Suppose you have a universal family of hash functions for the type of elements in the array (and indeed, such families are not too difficult to construct). That is, suppose you can randomly choose a hash function `h:U -> [m]`, with `m` within a constant factor of `N`, such that for different array elements `A[i]` and `A[j]` you know that the probability of a hash collision is low:
```Pr[h(A[i]) = h(A[j])] <= 1/N
```
Note that if the guarantee is slightly weaker, e.g. a bound of `2/N` on the probability of a collision, the following argument will still work with only minor modifications to the constants in the computations.

We will now follow a simple strategy: Build a hash table of the elements of `A` according to `h`. Since equal elements will be hashed into the same bucket, it is then sufficient to check for duplicate elements within each bucket by sorting and a linear scan, or by an even simpler quadratic check.

What is the running time of this approach? If `b(i)` is the number of array elements mapped into the `i`-th bucket, then even the running time of the simple quadratic check can be bounded by
```sum(b(i)2, i=1..m),
```
which is exactly the number of hash collision pairs:
```sum(b(i)2, i=1..m) = #{ (i,j) : h(A[i]) = h(A[j]) } = N + #{ (i,j) : i != j, h(A[i]) = h(A[j]) }
```
The expected cardinality of the last part is bounded by the number of pairs `(i,j)` with `i != j` times our bound on the probability that a pair results in a hash collision. This product is `N-1`. That is, the expected running time of the algorithm we have outlined is linear.
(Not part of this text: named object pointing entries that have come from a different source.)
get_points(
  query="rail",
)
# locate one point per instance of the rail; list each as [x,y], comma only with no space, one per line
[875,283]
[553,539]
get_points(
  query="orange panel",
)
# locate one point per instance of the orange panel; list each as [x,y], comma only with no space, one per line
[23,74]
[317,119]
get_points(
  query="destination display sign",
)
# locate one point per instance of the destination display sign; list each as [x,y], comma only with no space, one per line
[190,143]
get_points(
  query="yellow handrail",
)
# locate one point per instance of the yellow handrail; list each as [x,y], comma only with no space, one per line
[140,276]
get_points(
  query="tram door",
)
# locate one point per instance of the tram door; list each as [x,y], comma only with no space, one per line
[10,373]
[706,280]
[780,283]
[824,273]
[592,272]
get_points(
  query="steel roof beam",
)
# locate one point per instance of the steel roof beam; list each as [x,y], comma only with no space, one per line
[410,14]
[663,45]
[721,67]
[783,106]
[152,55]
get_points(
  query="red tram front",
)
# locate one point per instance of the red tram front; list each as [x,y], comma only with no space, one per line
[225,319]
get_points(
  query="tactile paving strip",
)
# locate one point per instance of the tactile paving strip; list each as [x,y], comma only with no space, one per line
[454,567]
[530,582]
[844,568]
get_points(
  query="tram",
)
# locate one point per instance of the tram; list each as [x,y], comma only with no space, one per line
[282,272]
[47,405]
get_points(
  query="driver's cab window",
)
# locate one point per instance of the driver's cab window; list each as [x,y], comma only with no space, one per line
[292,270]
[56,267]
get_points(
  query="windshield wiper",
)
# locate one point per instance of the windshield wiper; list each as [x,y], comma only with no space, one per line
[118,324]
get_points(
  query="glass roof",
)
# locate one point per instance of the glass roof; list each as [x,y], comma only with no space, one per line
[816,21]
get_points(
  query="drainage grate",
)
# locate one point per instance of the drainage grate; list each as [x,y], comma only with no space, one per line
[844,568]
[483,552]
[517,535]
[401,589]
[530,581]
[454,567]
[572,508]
Observe that we must choose the hash function randomly for this approach to work. If we were to use a fixed, deterministic hash function, then an adversary could construct an array in which all elements hash to the same bucket (using the pigeonhole principle and assuming that the universe `U` of possible array elements is large enough). We would be back in the case where only comparisons are allowed, and hence a linear running time is impossible.

So we see that the combination of hashing and randomness, in the form of universal hashing, allows us to solve the original problem in a running time that is asymptotically better than what is achievable using deterministic algorithms.